У такого мецената, как Мамонтов, этого, конечно, быть не могло. Однако же, право, шить новые костюмы для каждой роли было широким жестом даже в его антрепризе. К этому надо добавить еще то, что сам Мамонтов заботливо давал мне советы, помогал выбирать цвета материй, для того чтобы мои костюмы были в гармонии с декорациями, которые с любовью работали ему лучшие художники Москвы.

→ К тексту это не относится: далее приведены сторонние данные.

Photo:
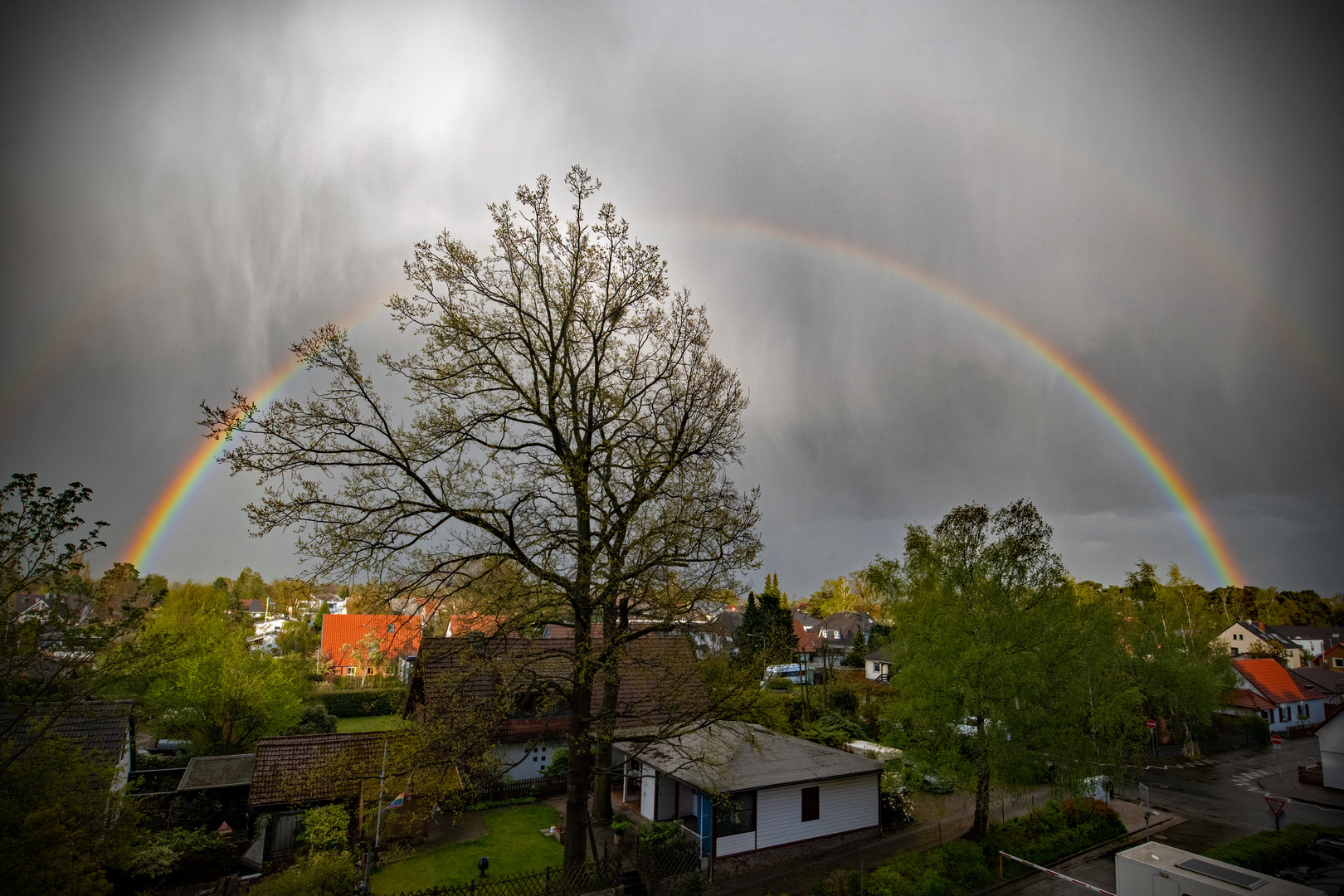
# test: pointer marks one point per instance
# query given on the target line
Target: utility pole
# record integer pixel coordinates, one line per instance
(378, 828)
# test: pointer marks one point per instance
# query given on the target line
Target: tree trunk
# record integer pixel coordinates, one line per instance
(581, 776)
(980, 826)
(604, 733)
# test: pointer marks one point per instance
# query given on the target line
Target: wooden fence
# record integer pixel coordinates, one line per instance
(553, 881)
(537, 789)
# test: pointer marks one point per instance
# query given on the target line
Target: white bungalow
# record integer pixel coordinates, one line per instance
(743, 790)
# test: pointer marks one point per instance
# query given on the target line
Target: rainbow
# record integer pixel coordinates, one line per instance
(1196, 519)
(175, 497)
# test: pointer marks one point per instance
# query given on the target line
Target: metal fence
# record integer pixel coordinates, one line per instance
(553, 881)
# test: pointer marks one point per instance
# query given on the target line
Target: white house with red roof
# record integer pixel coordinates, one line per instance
(362, 644)
(1291, 705)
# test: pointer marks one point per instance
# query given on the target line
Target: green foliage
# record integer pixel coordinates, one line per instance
(500, 804)
(60, 826)
(962, 867)
(999, 660)
(832, 730)
(1272, 850)
(1054, 830)
(661, 835)
(373, 702)
(767, 635)
(947, 871)
(314, 720)
(167, 852)
(221, 694)
(325, 828)
(318, 874)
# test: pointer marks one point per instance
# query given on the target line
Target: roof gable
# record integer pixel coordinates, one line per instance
(343, 635)
(1270, 680)
(730, 755)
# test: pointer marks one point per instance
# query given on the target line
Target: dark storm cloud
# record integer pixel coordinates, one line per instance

До сих пор я с радостью вспоминаю этот чудесный московский период моей жизни. В атмосфере доверия, признания и дружбы мои силы как бы удесятерились. Я работал с энтузиазмом и как губка впитывал в себя лучшие веяния времени, которое во всех областях искусства было отмечено борьбою за обновление духа и формы творений. Мамонтов открыл двери своего театра для великих русских композиторов, которыми пренебрегала императорская сцена. В короткое время он поставил четыре оперы Римского-Корсакова и воскресил к славе Мусоргского свежей постановкой «Бориса Годунова» и «Хованщины».
У Мамонтова я получил тот репертуар, который дал мне возможность разработать все особенные черты моей артистической натуры, моего темперамента. Достаточно сказать, что из девятнадцати ролей, созданных мною в Москве, пятнадцать были роли русского репертуара, к которому я тяготел душою. Но самым большим благодеянием для меня было, конечно, то, что у Мамонтова я мог позволить себе смелые художественные опыты, от которых мои чиновные вицмундиры в Петербурге перепадали бы все в обморок.
Я готовил к одному из сезонов роль Олоферна в «Юдифи» Серова. Художественно-декоративную часть этой постановки вел мой несравненный друг и знаменитый наш художник Валентин Александрович Серов, сын композитора. Мы с ним часто вели беседы о предстоящей работе. Серов с увлечением рассказывал мне о духе и жизни древней Ассирии. А меня волновал вопрос, как представить мне Олоферна на сцене? Обыкновенно его у нас изображали каким-то волосатым размашистым чудовищем. Ассирийская бутафория плохо скрывала пустое безличие персонажа, в котором не чувствовалось ни малейшего дыхания древности. Это бывал просто страшный манекен, напившийся пьяным. А я желал дать не только живой, но и характерный образ древнего ассирийского сатрапа. Разумеется, это легче желать, чем осуществить. Как поймать эту давно погасшую жизнь, как уловить ее неуловимый трепет? И вот однажды в студии Серова, рассматривая фотографии памятников старинного искусства Египта, Ассирии, Индии, я наткнулся на альбом, в котором я увидел снимки барельефов, каменные изображения царей и полководцев, то сидящих на троне, то скачущих на колесницах, в одиночку, вдвоем, втроем. Меня поразило у всех этих людей профильное движение рук и ног – всегда в одном и том же направлении. Ломаная линия рук с двумя углами в локтевом сгибе и у кисти наступательно заострена вперед. Ни одного в сторону раскинутого движения!